It happens to the best of us — malware simply has a way of getting onto any device, eventually. One report found that in 2019 there are more than 921.9 million instances of malware online, and over 350,000 new malicious programs appear every day, which is roughly 10.5 million new varieties of malware plaguing the web every month. That’s a lot for even a robust antimalware tool to keep up with. Ultimately, you don’t need to feel bad that a malware infection has happened to you.
However, you do need to act fast to rid yourself of the malicious program. Without further ado, here are the steps you need to take when you first discover that you have succumbed to malware:
While malware is bad, it probably isn’t the end of your life. The worst thing you can do when you discover malware is panic and do irreparable damage. Most forms of malware are irritating rather than dangerous; by acting recklessly, you could do much more harm to your data and device than this type of malware could. Thus, instead of behaving impulsively with regards to malware removal, you should take a deep breath and repeat this mantra: “it’s going to be okay.”
Once you have your heart rate under control, you can start taking real steps to eliminate the malware currently on your machine and to prevent more malware from getting there in the future.
Enter Safe Mode
It’s a good idea to develop a habit of instinctually entering safe mode any time you suspect something fishy is going on with your device.

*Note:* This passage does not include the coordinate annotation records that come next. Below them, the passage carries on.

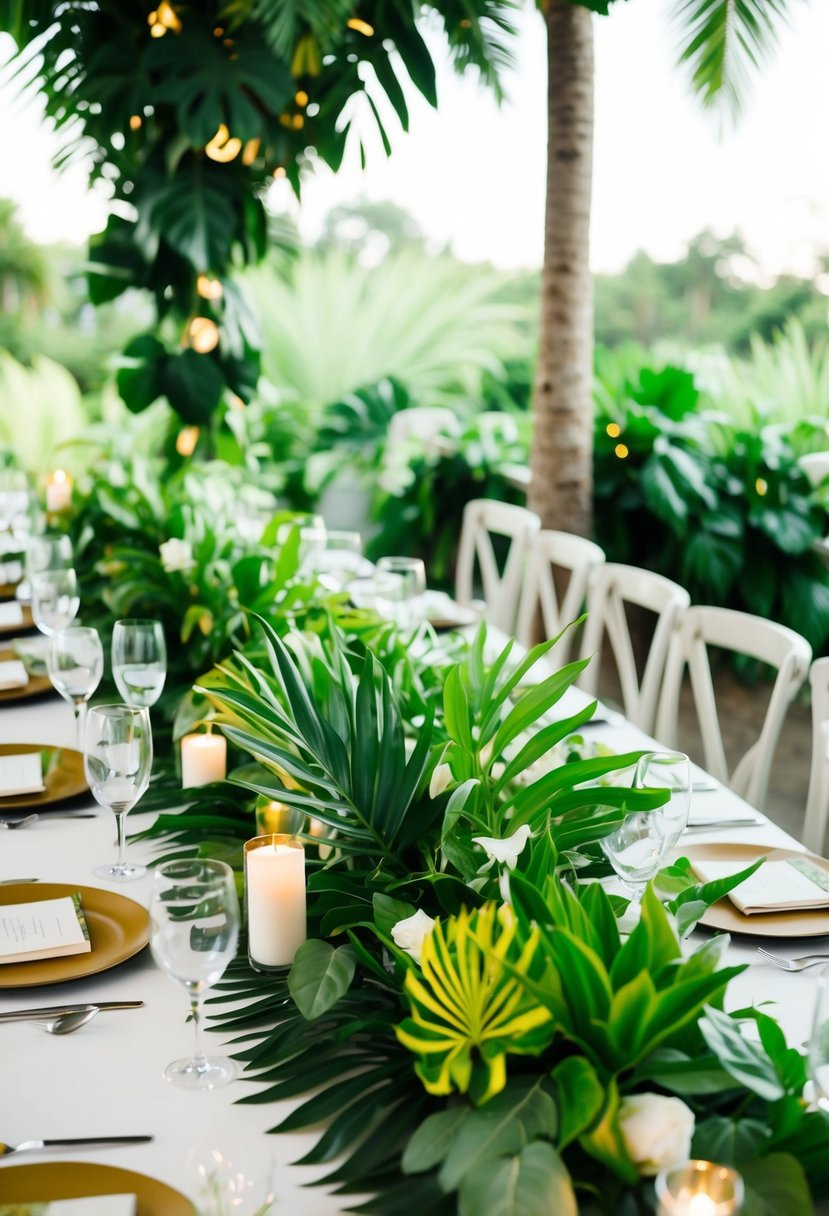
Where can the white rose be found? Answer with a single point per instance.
(657, 1131)
(441, 778)
(505, 851)
(176, 555)
(411, 933)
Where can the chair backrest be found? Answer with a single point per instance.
(484, 518)
(551, 550)
(613, 589)
(817, 801)
(742, 634)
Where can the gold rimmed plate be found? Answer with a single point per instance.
(48, 1181)
(63, 776)
(118, 928)
(723, 915)
(18, 626)
(35, 687)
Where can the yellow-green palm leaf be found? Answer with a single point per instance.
(468, 1009)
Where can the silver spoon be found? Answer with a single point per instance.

Safe mode only allows certain essential programs and services to run on startup, which means any malware programmed to operate behind-the-scenes won’t be able to turn on. Then, you have a better shot of identifying and removing the malware without the malware itself getting in the way.
Identify the Malware
Sometimes, different malware require different methods of removal. For example, some malware are saved in different locations on your computer; some sneak onto your network and other connected devices; and some pretend to offer solutions, like antivirus assistance. Therefore, it is useful to know what you’re dealing with.
Even if you can’t identify the precise name of the malware on your device, you should be able to narrow it down to one of the following major categories:
- Adware. This malware spams you with advertisements, often adding ads to webpages, increasing popup and popover rates or downloading unwanted software and browser tools.

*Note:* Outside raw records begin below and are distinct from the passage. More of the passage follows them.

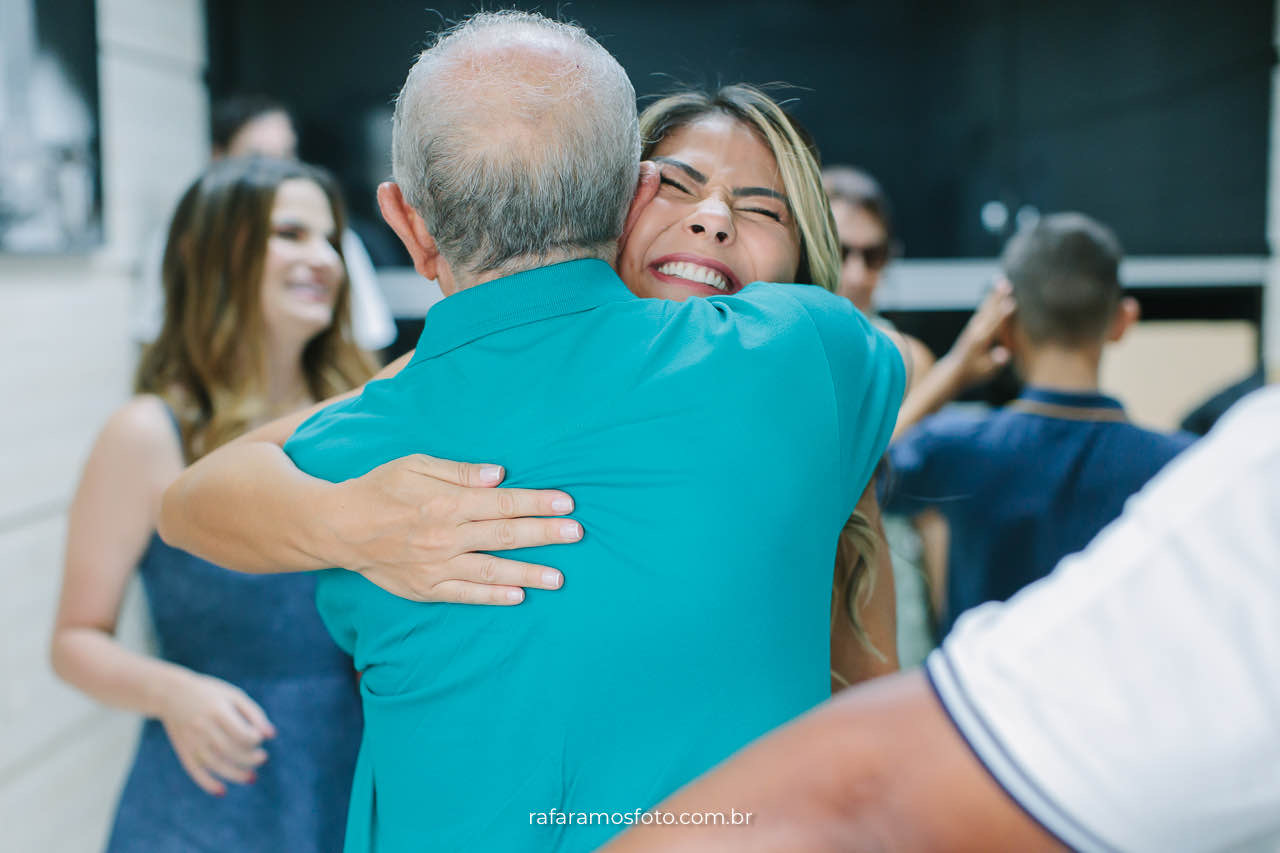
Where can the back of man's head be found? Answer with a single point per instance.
(1065, 273)
(516, 140)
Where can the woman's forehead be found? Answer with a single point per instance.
(300, 196)
(721, 144)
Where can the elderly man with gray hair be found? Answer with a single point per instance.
(696, 612)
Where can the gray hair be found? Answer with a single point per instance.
(516, 140)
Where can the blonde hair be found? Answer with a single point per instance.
(208, 361)
(800, 169)
(794, 150)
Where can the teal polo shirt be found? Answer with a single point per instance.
(713, 447)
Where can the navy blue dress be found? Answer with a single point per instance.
(263, 634)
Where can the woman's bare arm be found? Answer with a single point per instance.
(972, 359)
(412, 525)
(851, 661)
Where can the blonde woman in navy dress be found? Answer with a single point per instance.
(252, 716)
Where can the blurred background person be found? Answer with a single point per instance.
(256, 124)
(1036, 480)
(864, 227)
(247, 687)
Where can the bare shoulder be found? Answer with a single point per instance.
(920, 354)
(141, 434)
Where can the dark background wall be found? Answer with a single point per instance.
(1151, 115)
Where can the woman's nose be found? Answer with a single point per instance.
(712, 218)
(323, 254)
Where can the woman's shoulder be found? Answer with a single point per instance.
(142, 430)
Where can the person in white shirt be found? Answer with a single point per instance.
(246, 126)
(1130, 701)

- Spyware. This malware tracks your device activity. This data can be useful in identifying when you are active, acquiring login credentials or else generating data like interests and purchasing power.
- Ransomware. Made famous not too long ago, ransomware hides or encrypts your data and demands payment for its return. Sometimes, ransomware pretends to be from a legitimate group, like the FBI, but you should know no legit organization would ever contact you in that manner.
- Viruses and worms. This type of malware has largely passed out of favor because it does little to benefit cybercriminals. However, if you notice strange behavior from your device that isn’t attributable to the previous malware varieties, you might have a simple virus.
Run Your Antivirus
Once you are in safe mode, you should run your malware removal program. What’s that — you don’t have one? You need to acquire one, immediately. Not every antivirus software works equally well; you need to invest in a paid product from a well-known and trustworthy security firm, like Trend Micro, Norton or McAfee. It’s worth investing in a high-quality antivirus service because cybersecurity is changing so rapidly and will continue to advance in the coming years. Ideally, you will acquire an antimalware tool that runs on heuristic analysis or machine learning, but many signature-based antivirus tools are still valuable if you can commit to keeping them updated.
Learn From Your Mistakes
Unfortunately, you will continue to suffer from malware attacks if you don’t develop proper cyber hygiene. While cyber security concerns the tools you use to keep your devices safe, cyber hygiene is about developing habits and practices that reduce the likelihood of human-based vulnerabilities in your security. You might consider enrolling in a MOOC or online class, where you will gain formal training on password generation, software updating, access control and other factors of cyber hygiene.
Malware is everywhere. Your computers, your smartphones, your smart TVs and speakers — all of these devices are susceptible to infection, which means you need to be vigilant to keep you and your home safe. Fortunately, even if malware does get somewhere on your network, you can survive and even thrive if you know what to do.